- The freedom to run the program as you wish, for any purpose (freedom 0).
- The freedom to study how the program works, and change it so it does your computing as you wish (freedom 1). Access to the source code is a precondition for this.
- The freedom to redistribute copies so you can help your neighbor (freedom 2).
- The freedom to distribute copies of your modified versions to others (freedom 3). By doing this you can give the whole community a chance to benefit from your changes. Access to the source code is a precondition for this.
Access to the source code and an open-source license are necessary preconditions for software freedom, but not sufficient.
And, unfortunately, we are living in an era where it is becoming ever more difficult to exercise the freedoms listed above.
Consider freedom 0. In the past, essentially all free software ran perfectly well on essentially every hardware platform and operating system. At the present time, much of what claims to be open-source software is horrendously platform-specific - sometimes by ignorance (I don't expect every developer to be able to test on all platforms), but there's a disturbing trend of deliberately excluding non-preferred platforms.

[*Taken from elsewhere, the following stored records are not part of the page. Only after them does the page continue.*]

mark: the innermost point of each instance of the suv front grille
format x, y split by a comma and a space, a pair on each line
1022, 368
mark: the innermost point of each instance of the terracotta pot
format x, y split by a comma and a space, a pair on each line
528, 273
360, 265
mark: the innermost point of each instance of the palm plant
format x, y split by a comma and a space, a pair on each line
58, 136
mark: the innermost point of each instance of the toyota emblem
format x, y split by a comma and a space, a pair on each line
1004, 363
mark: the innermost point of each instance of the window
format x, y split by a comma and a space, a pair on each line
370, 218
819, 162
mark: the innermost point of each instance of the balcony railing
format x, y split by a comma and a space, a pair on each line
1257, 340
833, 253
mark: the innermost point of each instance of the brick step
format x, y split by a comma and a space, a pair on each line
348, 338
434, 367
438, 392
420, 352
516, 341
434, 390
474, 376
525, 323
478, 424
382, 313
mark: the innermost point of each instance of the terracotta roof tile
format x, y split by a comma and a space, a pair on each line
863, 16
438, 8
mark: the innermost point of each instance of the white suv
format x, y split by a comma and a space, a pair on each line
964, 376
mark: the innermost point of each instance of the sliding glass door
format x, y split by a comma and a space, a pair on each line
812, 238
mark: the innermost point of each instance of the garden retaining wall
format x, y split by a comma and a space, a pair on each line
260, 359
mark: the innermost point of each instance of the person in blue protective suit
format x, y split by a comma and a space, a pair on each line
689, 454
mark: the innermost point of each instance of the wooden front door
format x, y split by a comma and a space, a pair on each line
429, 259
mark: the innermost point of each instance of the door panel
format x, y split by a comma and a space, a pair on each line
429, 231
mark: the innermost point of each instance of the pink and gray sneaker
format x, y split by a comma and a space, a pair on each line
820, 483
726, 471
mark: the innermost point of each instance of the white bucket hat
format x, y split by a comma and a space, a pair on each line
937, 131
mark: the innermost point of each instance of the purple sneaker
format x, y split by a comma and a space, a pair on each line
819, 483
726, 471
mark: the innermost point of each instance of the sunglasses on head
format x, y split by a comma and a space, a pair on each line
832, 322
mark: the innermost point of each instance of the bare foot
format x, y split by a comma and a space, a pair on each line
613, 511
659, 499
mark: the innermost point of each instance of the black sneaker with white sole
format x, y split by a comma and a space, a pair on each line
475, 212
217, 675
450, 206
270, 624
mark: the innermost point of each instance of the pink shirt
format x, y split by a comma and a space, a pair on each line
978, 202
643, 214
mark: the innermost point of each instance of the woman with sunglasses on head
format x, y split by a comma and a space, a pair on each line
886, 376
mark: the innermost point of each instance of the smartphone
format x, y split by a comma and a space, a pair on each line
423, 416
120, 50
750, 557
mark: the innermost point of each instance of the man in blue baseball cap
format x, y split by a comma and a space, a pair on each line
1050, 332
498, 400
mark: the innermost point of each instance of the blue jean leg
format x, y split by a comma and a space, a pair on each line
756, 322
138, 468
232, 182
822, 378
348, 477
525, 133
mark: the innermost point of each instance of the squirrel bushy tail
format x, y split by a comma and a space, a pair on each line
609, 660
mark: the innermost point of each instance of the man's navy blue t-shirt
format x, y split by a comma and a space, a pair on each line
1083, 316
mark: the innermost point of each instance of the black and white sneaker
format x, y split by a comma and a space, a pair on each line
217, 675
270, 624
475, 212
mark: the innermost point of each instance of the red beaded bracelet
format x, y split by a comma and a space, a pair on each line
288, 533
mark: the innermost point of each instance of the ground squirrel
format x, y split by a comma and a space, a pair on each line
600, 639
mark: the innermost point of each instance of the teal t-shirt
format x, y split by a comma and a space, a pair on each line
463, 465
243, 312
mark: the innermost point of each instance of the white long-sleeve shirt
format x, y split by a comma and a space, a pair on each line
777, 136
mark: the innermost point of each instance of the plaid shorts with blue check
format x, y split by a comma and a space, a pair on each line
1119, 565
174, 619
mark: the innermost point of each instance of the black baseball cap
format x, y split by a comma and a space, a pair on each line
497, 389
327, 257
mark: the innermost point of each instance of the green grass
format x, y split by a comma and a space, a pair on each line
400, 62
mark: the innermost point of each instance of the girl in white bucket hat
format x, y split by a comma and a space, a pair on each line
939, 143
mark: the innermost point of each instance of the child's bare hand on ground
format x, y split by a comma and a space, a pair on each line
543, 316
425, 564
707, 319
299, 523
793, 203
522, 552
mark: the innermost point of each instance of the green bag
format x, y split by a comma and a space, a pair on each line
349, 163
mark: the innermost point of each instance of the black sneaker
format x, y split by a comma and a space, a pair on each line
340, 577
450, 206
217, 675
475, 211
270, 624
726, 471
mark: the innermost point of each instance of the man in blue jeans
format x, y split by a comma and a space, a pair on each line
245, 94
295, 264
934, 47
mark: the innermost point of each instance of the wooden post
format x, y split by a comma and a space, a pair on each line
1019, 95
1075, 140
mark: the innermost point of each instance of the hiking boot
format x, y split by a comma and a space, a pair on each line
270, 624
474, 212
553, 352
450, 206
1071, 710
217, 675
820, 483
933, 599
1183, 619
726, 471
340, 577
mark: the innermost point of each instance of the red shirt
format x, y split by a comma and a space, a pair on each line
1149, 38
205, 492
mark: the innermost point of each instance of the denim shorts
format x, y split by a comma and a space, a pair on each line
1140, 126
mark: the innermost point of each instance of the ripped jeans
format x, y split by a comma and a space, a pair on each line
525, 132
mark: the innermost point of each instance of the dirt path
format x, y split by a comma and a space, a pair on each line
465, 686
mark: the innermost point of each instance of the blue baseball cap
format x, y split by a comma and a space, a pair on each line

There is increasing use of new languages and runtimes, which are often very restricted in terms of platform support. If you look at some of the languages like Node.JS, Go, and Rust, you'll see that they explicitly target the common hardware architectures (x86 and ARM), deliberately and consciously excluding other platforms. Add to that the trend for self-referential bootstrapping (where you need X to build X) and you can see other platforms frozen out entirely.
So, much of freedom 0 has been emasculated. What of freedom 1?
Yes, I might be able to look at the source code. (Although, in many cases, it is opaque and undocumented.) And I might be able to crack open an editor and type in a modification. But actually being able to use that modification is a whole different ball game.
Actually building software from source often enters you into a world of pain and frustration. Fighting your way through Dependency Hell, struggling with arcane and opaque build systems, becoming frustrated with the vagaries of the autotools (remember how the configure script works - it makes a bunch of random and unsubstantiated guesses about the state of your system, the ignores half the results, and often needs explicitly overriding, making a mockery of the "auto" part), only to discover that "works on my system" is almost a religion.
Current trends like Docker make this problem worse. Rather than having to pay lip-service to portability by having to deal with the vagaries of multiple distributions, authors can now restrict the target environment even more narrowly - "works in my docker image" is the new normal. (I've had some developers come out and say this explicitly.)
The conclusion: open-source software is becoming increasingly narrow and proprietary, denying users the freedoms they deserve.